Hi Phillip & Buga,
On Tue, 6 Mar 2018, Phillip Wood wrote:
> On 02/03/18 23:33, Igor Djordjevic wrote:
> > [...]
> > Otherwise, I would be interested to learn how context/semantics
> > guessing could provide a better default action (without introducing
> > more complexity for might not be much benefit, if any).
> I don't think its possible to guess the semantics of the original merge
> as users can use custom merge strategies and amend the result. It would
> be possible to detect and unamended '-s ours' merge but special casing
> that may end up causing users more confusion rather than helping them.
FWIW I agree.
My original plan was to always merge recursively and suggest to use `exec`
commands if anything else is needed.
But now with that excellent new idea to perform successive three-way
merges of the original merge commit with the new tips, using the old tips
as merge base, I am considering to change that.
There is a big problem here, though: consistency. See below for more
musings about that.
> > And I guess being consistent is pretty important, too - if you add new
> > content during merge rebase, it should always show up in the merge,
> > period.
> Yes, that should make it easy for the user to know what to expect from
Indeed. We have seen time and time again that consistent behavior is the
only thing that lets us adhere to the Law of Least Surprise.
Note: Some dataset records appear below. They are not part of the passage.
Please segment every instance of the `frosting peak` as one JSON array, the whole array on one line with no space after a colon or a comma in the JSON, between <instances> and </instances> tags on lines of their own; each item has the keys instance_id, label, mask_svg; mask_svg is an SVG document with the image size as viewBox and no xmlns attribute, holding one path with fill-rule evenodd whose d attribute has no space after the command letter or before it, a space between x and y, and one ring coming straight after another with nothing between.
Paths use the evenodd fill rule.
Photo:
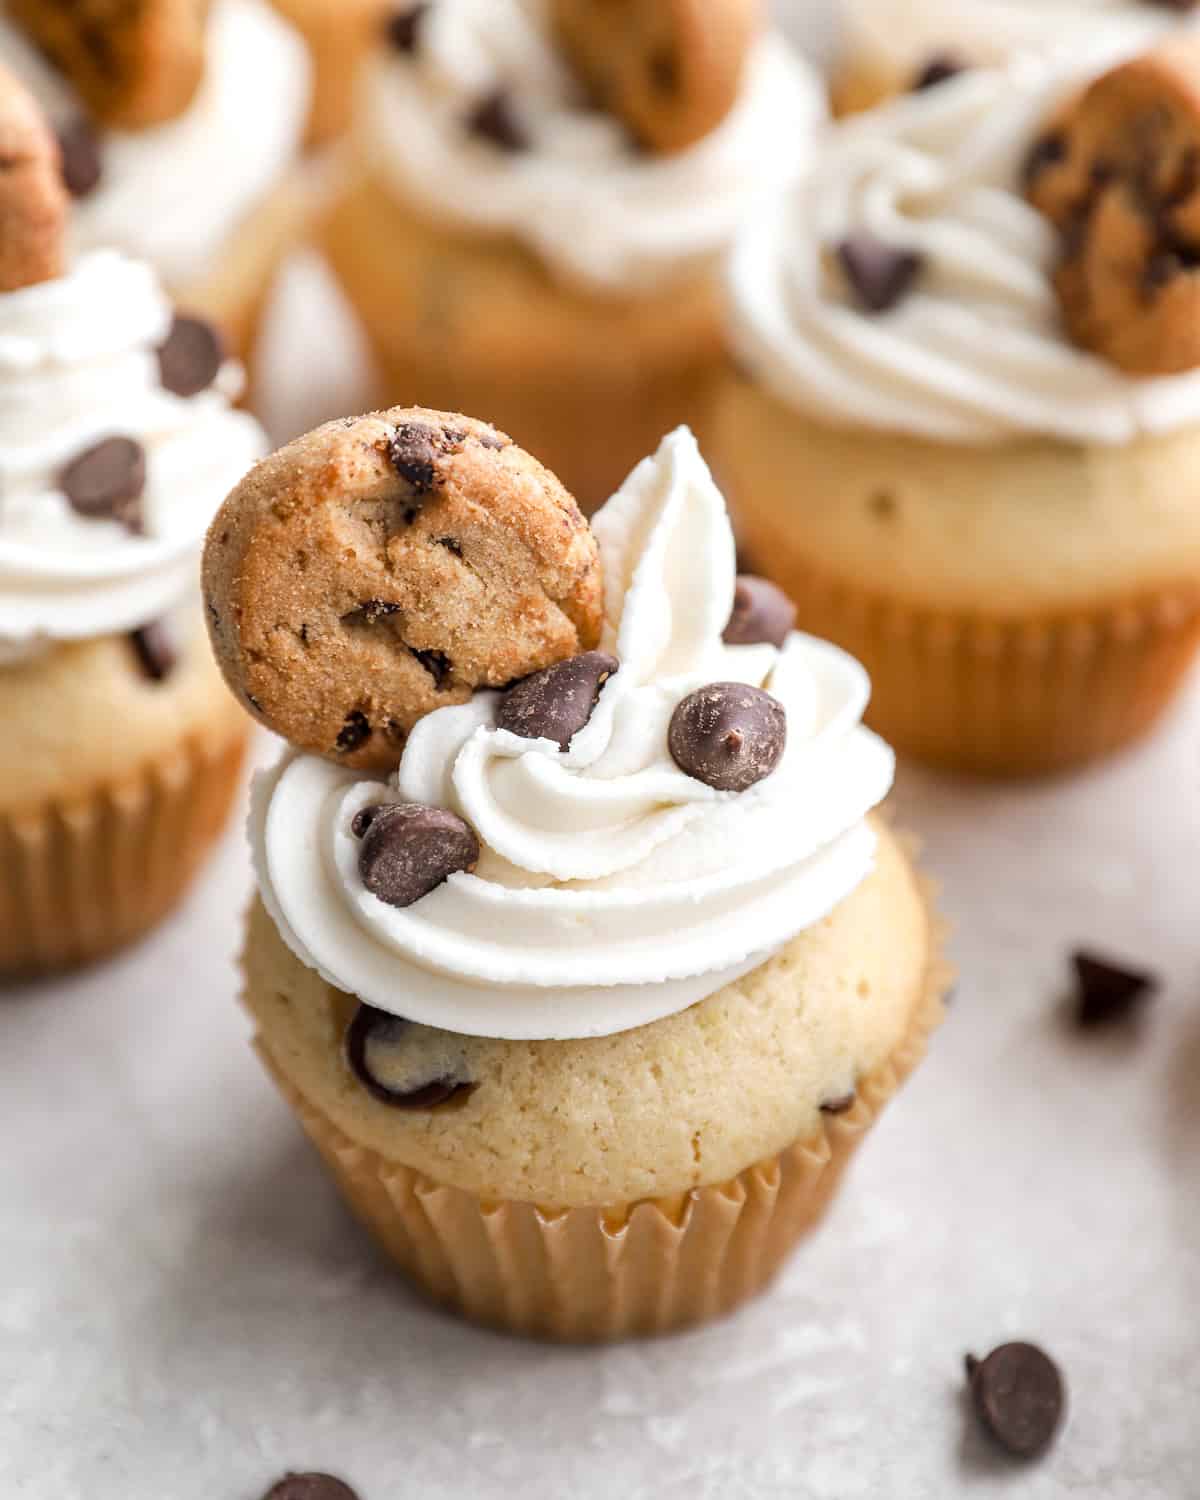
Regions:
<instances>
[{"instance_id":1,"label":"frosting peak","mask_svg":"<svg viewBox=\"0 0 1200 1500\"><path fill-rule=\"evenodd\" d=\"M281 933L380 1009L488 1036L624 1030L761 962L872 866L864 819L893 761L859 727L865 673L799 635L724 643L733 538L691 434L668 437L593 526L620 665L566 750L497 728L485 692L423 719L390 785L285 757L256 788L259 882ZM787 714L780 764L739 794L686 775L668 748L676 706L714 681L764 688ZM367 892L351 824L389 800L463 817L475 872L403 909Z\"/></svg>"}]
</instances>

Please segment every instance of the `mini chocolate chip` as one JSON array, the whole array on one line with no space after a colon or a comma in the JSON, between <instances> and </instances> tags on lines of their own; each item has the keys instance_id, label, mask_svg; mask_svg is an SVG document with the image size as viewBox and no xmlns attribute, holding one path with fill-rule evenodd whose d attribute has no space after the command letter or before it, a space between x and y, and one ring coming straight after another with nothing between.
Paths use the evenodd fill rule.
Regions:
<instances>
[{"instance_id":1,"label":"mini chocolate chip","mask_svg":"<svg viewBox=\"0 0 1200 1500\"><path fill-rule=\"evenodd\" d=\"M1075 1020L1085 1029L1126 1020L1159 989L1157 975L1127 969L1093 953L1073 953L1071 964L1078 986Z\"/></svg>"},{"instance_id":2,"label":"mini chocolate chip","mask_svg":"<svg viewBox=\"0 0 1200 1500\"><path fill-rule=\"evenodd\" d=\"M921 68L909 85L914 94L937 88L939 83L948 83L967 71L967 64L952 52L938 52Z\"/></svg>"},{"instance_id":3,"label":"mini chocolate chip","mask_svg":"<svg viewBox=\"0 0 1200 1500\"><path fill-rule=\"evenodd\" d=\"M100 185L104 167L100 137L83 115L74 115L58 127L62 156L62 180L72 198L86 198Z\"/></svg>"},{"instance_id":4,"label":"mini chocolate chip","mask_svg":"<svg viewBox=\"0 0 1200 1500\"><path fill-rule=\"evenodd\" d=\"M1043 172L1061 166L1067 159L1067 138L1060 131L1039 136L1026 153L1021 167L1021 183L1028 192Z\"/></svg>"},{"instance_id":5,"label":"mini chocolate chip","mask_svg":"<svg viewBox=\"0 0 1200 1500\"><path fill-rule=\"evenodd\" d=\"M781 588L753 573L740 573L733 612L721 639L727 646L754 646L760 641L782 646L795 623L796 606Z\"/></svg>"},{"instance_id":6,"label":"mini chocolate chip","mask_svg":"<svg viewBox=\"0 0 1200 1500\"><path fill-rule=\"evenodd\" d=\"M854 1108L854 1102L858 1094L851 1089L848 1094L839 1094L836 1099L826 1099L821 1105L823 1115L844 1115L847 1110Z\"/></svg>"},{"instance_id":7,"label":"mini chocolate chip","mask_svg":"<svg viewBox=\"0 0 1200 1500\"><path fill-rule=\"evenodd\" d=\"M656 94L679 92L679 58L670 47L660 47L647 60L650 83Z\"/></svg>"},{"instance_id":8,"label":"mini chocolate chip","mask_svg":"<svg viewBox=\"0 0 1200 1500\"><path fill-rule=\"evenodd\" d=\"M591 718L600 689L619 666L615 656L585 651L522 677L501 698L496 725L525 740L553 740L565 750Z\"/></svg>"},{"instance_id":9,"label":"mini chocolate chip","mask_svg":"<svg viewBox=\"0 0 1200 1500\"><path fill-rule=\"evenodd\" d=\"M1016 1458L1036 1458L1054 1440L1066 1405L1058 1366L1036 1344L1001 1344L986 1359L966 1357L975 1412Z\"/></svg>"},{"instance_id":10,"label":"mini chocolate chip","mask_svg":"<svg viewBox=\"0 0 1200 1500\"><path fill-rule=\"evenodd\" d=\"M375 821L380 808L386 806L386 803L374 802L370 807L359 808L350 822L350 832L356 839L362 838L363 834L366 833L367 829Z\"/></svg>"},{"instance_id":11,"label":"mini chocolate chip","mask_svg":"<svg viewBox=\"0 0 1200 1500\"><path fill-rule=\"evenodd\" d=\"M146 455L132 438L111 437L72 459L59 487L81 516L140 526L138 501L146 488Z\"/></svg>"},{"instance_id":12,"label":"mini chocolate chip","mask_svg":"<svg viewBox=\"0 0 1200 1500\"><path fill-rule=\"evenodd\" d=\"M496 89L482 100L468 115L467 129L501 151L529 149L529 137L513 113L507 89Z\"/></svg>"},{"instance_id":13,"label":"mini chocolate chip","mask_svg":"<svg viewBox=\"0 0 1200 1500\"><path fill-rule=\"evenodd\" d=\"M465 1078L432 1078L415 1089L389 1088L371 1072L368 1051L372 1045L392 1046L403 1042L412 1022L373 1005L360 1004L346 1031L346 1063L363 1088L393 1109L435 1109L474 1084Z\"/></svg>"},{"instance_id":14,"label":"mini chocolate chip","mask_svg":"<svg viewBox=\"0 0 1200 1500\"><path fill-rule=\"evenodd\" d=\"M761 688L713 682L676 707L667 742L681 771L718 791L744 792L779 764L787 714Z\"/></svg>"},{"instance_id":15,"label":"mini chocolate chip","mask_svg":"<svg viewBox=\"0 0 1200 1500\"><path fill-rule=\"evenodd\" d=\"M358 870L388 906L411 906L479 861L475 830L442 807L392 802L376 809L363 834Z\"/></svg>"},{"instance_id":16,"label":"mini chocolate chip","mask_svg":"<svg viewBox=\"0 0 1200 1500\"><path fill-rule=\"evenodd\" d=\"M343 625L377 625L389 615L398 615L400 606L390 599L364 599L357 609L342 616Z\"/></svg>"},{"instance_id":17,"label":"mini chocolate chip","mask_svg":"<svg viewBox=\"0 0 1200 1500\"><path fill-rule=\"evenodd\" d=\"M418 495L429 494L437 482L438 454L427 427L401 423L388 443L388 457L396 473L407 479Z\"/></svg>"},{"instance_id":18,"label":"mini chocolate chip","mask_svg":"<svg viewBox=\"0 0 1200 1500\"><path fill-rule=\"evenodd\" d=\"M246 702L250 705L250 707L254 710L254 712L256 714L261 714L262 713L263 706L258 701L258 699L254 696L253 693L247 693L246 694Z\"/></svg>"},{"instance_id":19,"label":"mini chocolate chip","mask_svg":"<svg viewBox=\"0 0 1200 1500\"><path fill-rule=\"evenodd\" d=\"M452 663L444 651L418 651L415 646L408 648L409 654L415 656L425 670L433 678L435 688L445 684L450 676Z\"/></svg>"},{"instance_id":20,"label":"mini chocolate chip","mask_svg":"<svg viewBox=\"0 0 1200 1500\"><path fill-rule=\"evenodd\" d=\"M285 1474L263 1500L358 1500L358 1494L332 1474Z\"/></svg>"},{"instance_id":21,"label":"mini chocolate chip","mask_svg":"<svg viewBox=\"0 0 1200 1500\"><path fill-rule=\"evenodd\" d=\"M462 556L462 547L452 536L437 536L434 537L434 541L439 547L445 547L447 552L453 552L455 557Z\"/></svg>"},{"instance_id":22,"label":"mini chocolate chip","mask_svg":"<svg viewBox=\"0 0 1200 1500\"><path fill-rule=\"evenodd\" d=\"M158 351L159 379L176 396L198 396L217 378L224 359L225 346L211 323L176 313Z\"/></svg>"},{"instance_id":23,"label":"mini chocolate chip","mask_svg":"<svg viewBox=\"0 0 1200 1500\"><path fill-rule=\"evenodd\" d=\"M389 16L384 35L397 52L412 54L421 40L421 25L429 13L428 5L410 5L407 10Z\"/></svg>"},{"instance_id":24,"label":"mini chocolate chip","mask_svg":"<svg viewBox=\"0 0 1200 1500\"><path fill-rule=\"evenodd\" d=\"M911 250L895 250L871 234L855 234L837 247L837 258L859 305L889 312L912 289L925 264Z\"/></svg>"},{"instance_id":25,"label":"mini chocolate chip","mask_svg":"<svg viewBox=\"0 0 1200 1500\"><path fill-rule=\"evenodd\" d=\"M371 738L371 721L361 709L355 708L346 715L345 723L338 730L336 748L345 753L357 750Z\"/></svg>"},{"instance_id":26,"label":"mini chocolate chip","mask_svg":"<svg viewBox=\"0 0 1200 1500\"><path fill-rule=\"evenodd\" d=\"M151 682L162 682L171 675L179 653L165 620L151 620L148 625L131 630L129 642L137 656L138 666Z\"/></svg>"}]
</instances>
And here lies the rub: do we really want to let `merge -C <commit>` behave
completely differently than `merge`? Granted, in one case we provide a
template merge commit, in the other case, we do not. And the idea is
already to behave differently, although that difference only extends to
the commit message so far.
But given the benefit (i.e. that the strategy to transform the original
merge commit into the new merge commit), I am willing to run that risk,
especially since I foresee only few users wanting to create new merge
commits from scratch using the `merge` todo command.
Of course, even then we need to be careful: the user might have
*changed* or *moved* the original `merge` command. For example, if the
merge command read:
merge -C deadbee cafecafe bedbedbed
and the user switched the order of the merged branches into
merge -C deadbee bedbedbed cafecafe
we would have to detect the changed order of the arguments so that we
could still find the original branch tips.
But the user might also have changed the branch(es) to merge completely,
in which case we might not even be able to find original branch tips.
My preferred solution would be to let the `merge` command figure out
whether the passed arguments correspond to the rewritten versions of the
original merge parents. And only in that case would we use the fancy
strategy, in all other cases we would fall back to performing a regular
recursive (or octopus) merge.
How does that sound?
It will be slightly inconsistent. But in a defendable way, I think.